Abstract:Distributed stochastic non-convex optimization problems have recently received attention due to the growing interest of signal processing, computer vision, and natural language processing communities in applications deployed over distributed learning systems (e.g., federated learning). We study the setting where the data is distributed across the nodes of a time-varying directed network, a topology suitable for modeling dynamic networks experiencing communication delays and straggler effects. The network nodes, which can access only their local objectives and query a stochastic first-order oracle to obtain gradient estimates, collaborate to minimize a global objective function by exchanging messages with their neighbors.

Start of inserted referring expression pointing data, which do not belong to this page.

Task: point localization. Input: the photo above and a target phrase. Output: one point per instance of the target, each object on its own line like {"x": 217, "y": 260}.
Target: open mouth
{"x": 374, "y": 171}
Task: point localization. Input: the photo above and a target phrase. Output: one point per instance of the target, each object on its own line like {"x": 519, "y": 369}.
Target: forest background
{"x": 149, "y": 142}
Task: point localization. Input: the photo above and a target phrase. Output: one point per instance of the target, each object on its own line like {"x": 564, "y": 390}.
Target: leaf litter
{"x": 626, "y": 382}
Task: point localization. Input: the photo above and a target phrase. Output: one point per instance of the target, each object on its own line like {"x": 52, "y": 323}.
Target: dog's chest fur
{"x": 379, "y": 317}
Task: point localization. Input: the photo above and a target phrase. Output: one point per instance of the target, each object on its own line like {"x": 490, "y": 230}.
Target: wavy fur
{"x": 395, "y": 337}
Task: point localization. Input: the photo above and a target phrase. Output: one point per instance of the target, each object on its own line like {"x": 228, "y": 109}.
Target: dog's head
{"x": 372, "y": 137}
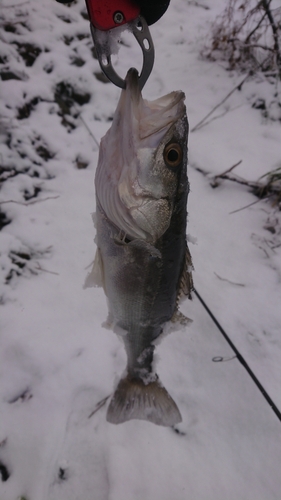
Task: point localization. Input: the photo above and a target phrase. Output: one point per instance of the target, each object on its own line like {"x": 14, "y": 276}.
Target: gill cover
{"x": 136, "y": 177}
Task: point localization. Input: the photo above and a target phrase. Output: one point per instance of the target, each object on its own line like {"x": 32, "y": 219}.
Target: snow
{"x": 58, "y": 363}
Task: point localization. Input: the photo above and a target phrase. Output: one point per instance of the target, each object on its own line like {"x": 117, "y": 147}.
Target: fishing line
{"x": 240, "y": 358}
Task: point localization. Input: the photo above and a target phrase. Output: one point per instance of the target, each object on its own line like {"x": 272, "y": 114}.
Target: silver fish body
{"x": 142, "y": 259}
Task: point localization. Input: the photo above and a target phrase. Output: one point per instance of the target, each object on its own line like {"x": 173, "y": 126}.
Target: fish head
{"x": 142, "y": 163}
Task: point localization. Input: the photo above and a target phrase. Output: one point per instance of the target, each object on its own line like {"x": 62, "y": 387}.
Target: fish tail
{"x": 135, "y": 398}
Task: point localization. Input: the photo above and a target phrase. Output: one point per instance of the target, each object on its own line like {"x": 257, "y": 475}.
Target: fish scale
{"x": 142, "y": 259}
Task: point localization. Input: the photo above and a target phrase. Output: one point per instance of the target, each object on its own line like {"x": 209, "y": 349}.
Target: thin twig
{"x": 99, "y": 405}
{"x": 246, "y": 206}
{"x": 25, "y": 204}
{"x": 40, "y": 268}
{"x": 228, "y": 281}
{"x": 220, "y": 103}
{"x": 229, "y": 169}
{"x": 89, "y": 130}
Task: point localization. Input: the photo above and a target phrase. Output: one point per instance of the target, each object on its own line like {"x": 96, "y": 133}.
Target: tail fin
{"x": 135, "y": 399}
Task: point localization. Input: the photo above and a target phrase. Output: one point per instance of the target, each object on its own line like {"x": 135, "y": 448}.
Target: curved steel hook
{"x": 142, "y": 34}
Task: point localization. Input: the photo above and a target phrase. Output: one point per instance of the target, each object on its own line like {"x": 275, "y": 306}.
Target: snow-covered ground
{"x": 58, "y": 363}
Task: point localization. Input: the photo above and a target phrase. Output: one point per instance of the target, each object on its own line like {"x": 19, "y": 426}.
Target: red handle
{"x": 108, "y": 14}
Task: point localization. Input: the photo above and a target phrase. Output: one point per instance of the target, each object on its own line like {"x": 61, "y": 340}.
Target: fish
{"x": 142, "y": 259}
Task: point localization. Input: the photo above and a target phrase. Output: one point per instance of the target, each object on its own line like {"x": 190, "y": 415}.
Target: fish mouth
{"x": 127, "y": 158}
{"x": 153, "y": 117}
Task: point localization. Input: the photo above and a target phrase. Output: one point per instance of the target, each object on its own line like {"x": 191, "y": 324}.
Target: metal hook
{"x": 142, "y": 34}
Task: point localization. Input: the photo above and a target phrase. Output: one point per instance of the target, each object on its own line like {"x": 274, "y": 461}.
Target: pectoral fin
{"x": 186, "y": 280}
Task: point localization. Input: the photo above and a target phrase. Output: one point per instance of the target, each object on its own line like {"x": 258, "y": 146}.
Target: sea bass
{"x": 142, "y": 258}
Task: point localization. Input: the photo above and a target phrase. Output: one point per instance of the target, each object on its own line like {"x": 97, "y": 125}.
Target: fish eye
{"x": 173, "y": 154}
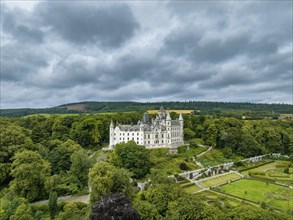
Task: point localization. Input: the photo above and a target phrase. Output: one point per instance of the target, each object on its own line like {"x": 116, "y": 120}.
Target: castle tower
{"x": 111, "y": 137}
{"x": 145, "y": 118}
{"x": 168, "y": 127}
{"x": 181, "y": 125}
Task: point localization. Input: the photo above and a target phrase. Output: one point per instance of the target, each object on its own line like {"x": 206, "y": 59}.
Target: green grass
{"x": 191, "y": 188}
{"x": 273, "y": 195}
{"x": 272, "y": 171}
{"x": 169, "y": 164}
{"x": 212, "y": 158}
{"x": 220, "y": 179}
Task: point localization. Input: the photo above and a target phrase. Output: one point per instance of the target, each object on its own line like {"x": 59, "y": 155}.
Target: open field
{"x": 219, "y": 179}
{"x": 273, "y": 195}
{"x": 273, "y": 171}
{"x": 176, "y": 111}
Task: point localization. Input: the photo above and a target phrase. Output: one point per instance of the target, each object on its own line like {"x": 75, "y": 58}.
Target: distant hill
{"x": 96, "y": 107}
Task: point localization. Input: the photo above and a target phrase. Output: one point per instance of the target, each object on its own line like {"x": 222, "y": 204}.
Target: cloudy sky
{"x": 60, "y": 52}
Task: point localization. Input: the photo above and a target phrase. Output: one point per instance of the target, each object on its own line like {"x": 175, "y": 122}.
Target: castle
{"x": 161, "y": 132}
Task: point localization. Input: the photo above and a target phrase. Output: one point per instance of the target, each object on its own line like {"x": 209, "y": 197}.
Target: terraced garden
{"x": 273, "y": 171}
{"x": 169, "y": 164}
{"x": 190, "y": 187}
{"x": 219, "y": 179}
{"x": 273, "y": 195}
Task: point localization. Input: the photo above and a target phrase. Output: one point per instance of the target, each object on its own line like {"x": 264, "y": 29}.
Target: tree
{"x": 106, "y": 179}
{"x": 52, "y": 204}
{"x": 30, "y": 171}
{"x": 60, "y": 131}
{"x": 133, "y": 157}
{"x": 210, "y": 135}
{"x": 116, "y": 206}
{"x": 80, "y": 164}
{"x": 87, "y": 133}
{"x": 23, "y": 212}
{"x": 186, "y": 207}
{"x": 146, "y": 210}
{"x": 10, "y": 135}
{"x": 188, "y": 134}
{"x": 161, "y": 194}
{"x": 74, "y": 211}
{"x": 60, "y": 156}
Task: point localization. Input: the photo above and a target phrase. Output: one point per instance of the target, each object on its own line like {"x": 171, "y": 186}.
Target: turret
{"x": 181, "y": 124}
{"x": 146, "y": 118}
{"x": 111, "y": 137}
{"x": 168, "y": 119}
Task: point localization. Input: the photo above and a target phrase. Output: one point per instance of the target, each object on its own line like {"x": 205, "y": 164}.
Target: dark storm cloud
{"x": 65, "y": 52}
{"x": 81, "y": 22}
{"x": 20, "y": 25}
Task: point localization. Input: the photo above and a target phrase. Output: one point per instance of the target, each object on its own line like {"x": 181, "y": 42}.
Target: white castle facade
{"x": 161, "y": 132}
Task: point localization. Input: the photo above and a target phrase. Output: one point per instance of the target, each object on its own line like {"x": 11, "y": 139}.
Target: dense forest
{"x": 199, "y": 107}
{"x": 44, "y": 157}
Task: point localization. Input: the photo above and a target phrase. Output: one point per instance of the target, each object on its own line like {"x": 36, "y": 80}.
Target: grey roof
{"x": 128, "y": 127}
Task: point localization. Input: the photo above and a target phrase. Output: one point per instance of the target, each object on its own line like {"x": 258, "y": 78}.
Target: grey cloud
{"x": 19, "y": 62}
{"x": 82, "y": 23}
{"x": 21, "y": 26}
{"x": 62, "y": 53}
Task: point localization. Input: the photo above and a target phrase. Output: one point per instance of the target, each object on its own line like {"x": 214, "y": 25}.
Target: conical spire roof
{"x": 168, "y": 117}
{"x": 180, "y": 117}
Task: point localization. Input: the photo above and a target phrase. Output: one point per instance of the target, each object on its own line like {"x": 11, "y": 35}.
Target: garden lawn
{"x": 191, "y": 189}
{"x": 212, "y": 158}
{"x": 273, "y": 171}
{"x": 219, "y": 179}
{"x": 169, "y": 164}
{"x": 273, "y": 195}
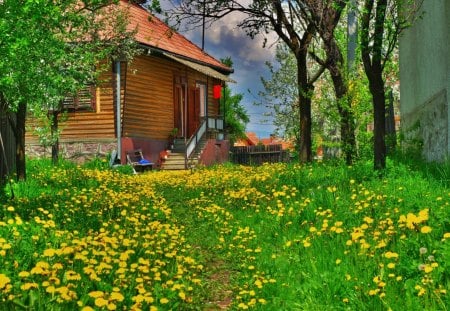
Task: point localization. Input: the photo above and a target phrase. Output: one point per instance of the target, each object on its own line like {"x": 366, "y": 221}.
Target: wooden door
{"x": 193, "y": 113}
{"x": 179, "y": 109}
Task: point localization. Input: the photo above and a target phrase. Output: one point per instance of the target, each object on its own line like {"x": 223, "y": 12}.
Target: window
{"x": 85, "y": 100}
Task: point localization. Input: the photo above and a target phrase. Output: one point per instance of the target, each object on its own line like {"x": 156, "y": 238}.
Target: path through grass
{"x": 275, "y": 237}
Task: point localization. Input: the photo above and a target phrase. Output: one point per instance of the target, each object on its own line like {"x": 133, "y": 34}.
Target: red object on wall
{"x": 217, "y": 91}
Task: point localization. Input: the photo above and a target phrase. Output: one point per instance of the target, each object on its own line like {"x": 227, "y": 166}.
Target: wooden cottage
{"x": 165, "y": 102}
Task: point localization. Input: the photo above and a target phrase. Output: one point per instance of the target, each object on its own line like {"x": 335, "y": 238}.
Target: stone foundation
{"x": 78, "y": 152}
{"x": 427, "y": 127}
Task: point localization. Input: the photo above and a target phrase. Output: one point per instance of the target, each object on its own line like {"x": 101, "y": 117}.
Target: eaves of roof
{"x": 151, "y": 32}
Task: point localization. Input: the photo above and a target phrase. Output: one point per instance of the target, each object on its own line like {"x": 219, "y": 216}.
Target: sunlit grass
{"x": 274, "y": 237}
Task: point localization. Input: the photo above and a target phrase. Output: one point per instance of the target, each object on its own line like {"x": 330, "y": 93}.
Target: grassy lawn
{"x": 275, "y": 237}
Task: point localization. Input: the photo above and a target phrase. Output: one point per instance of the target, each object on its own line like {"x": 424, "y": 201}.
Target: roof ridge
{"x": 189, "y": 50}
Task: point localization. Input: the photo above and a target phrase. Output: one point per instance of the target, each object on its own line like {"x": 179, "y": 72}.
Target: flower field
{"x": 274, "y": 237}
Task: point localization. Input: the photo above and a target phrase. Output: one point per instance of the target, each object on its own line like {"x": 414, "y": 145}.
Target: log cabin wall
{"x": 86, "y": 134}
{"x": 149, "y": 96}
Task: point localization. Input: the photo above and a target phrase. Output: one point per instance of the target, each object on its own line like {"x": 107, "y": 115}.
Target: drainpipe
{"x": 118, "y": 112}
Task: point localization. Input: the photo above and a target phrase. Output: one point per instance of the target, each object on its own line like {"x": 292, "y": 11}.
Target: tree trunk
{"x": 54, "y": 135}
{"x": 347, "y": 123}
{"x": 305, "y": 152}
{"x": 20, "y": 141}
{"x": 379, "y": 118}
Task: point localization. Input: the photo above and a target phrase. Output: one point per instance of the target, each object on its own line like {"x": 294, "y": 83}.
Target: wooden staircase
{"x": 176, "y": 158}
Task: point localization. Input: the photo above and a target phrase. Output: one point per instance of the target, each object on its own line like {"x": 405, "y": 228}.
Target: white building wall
{"x": 425, "y": 80}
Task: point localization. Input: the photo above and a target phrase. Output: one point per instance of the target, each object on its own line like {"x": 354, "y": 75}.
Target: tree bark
{"x": 347, "y": 123}
{"x": 371, "y": 53}
{"x": 379, "y": 118}
{"x": 305, "y": 89}
{"x": 19, "y": 131}
{"x": 54, "y": 133}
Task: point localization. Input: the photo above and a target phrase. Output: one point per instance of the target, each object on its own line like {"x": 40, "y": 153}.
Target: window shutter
{"x": 85, "y": 100}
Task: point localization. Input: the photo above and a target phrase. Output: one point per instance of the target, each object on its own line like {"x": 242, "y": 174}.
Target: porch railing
{"x": 207, "y": 123}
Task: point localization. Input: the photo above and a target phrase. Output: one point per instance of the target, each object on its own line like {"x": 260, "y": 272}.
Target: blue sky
{"x": 224, "y": 39}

We propose an algorithm, novel to this setting, that leverages stochastic gradient descent with momentum and gradient tracking to solve distributed non-convex optimization problems over time-varying networks. To analyze the algorithm, we tackle the challenges that arise when analyzing dynamic network systems which communicate gradient acceleration components. We prove that the algorithm's oracle complexity is $\mathcal{O}(1/\epsilon^{1.5})$, and that under Polyak-$Ł$ojasiewicz condition the algorithm converges linearly to a steady error state. The proposed scheme is tested on several learning tasks: a non-convex logistic regression experiment on the MNIST dataset, an image classification task on the CIFAR-10 dataset, and an NLP classification test on the IMDB dataset. We further present numerical simulations with an objective that satisfies the PL condition. The results demonstrate superior performance of the proposed framework compared to the existing related methods.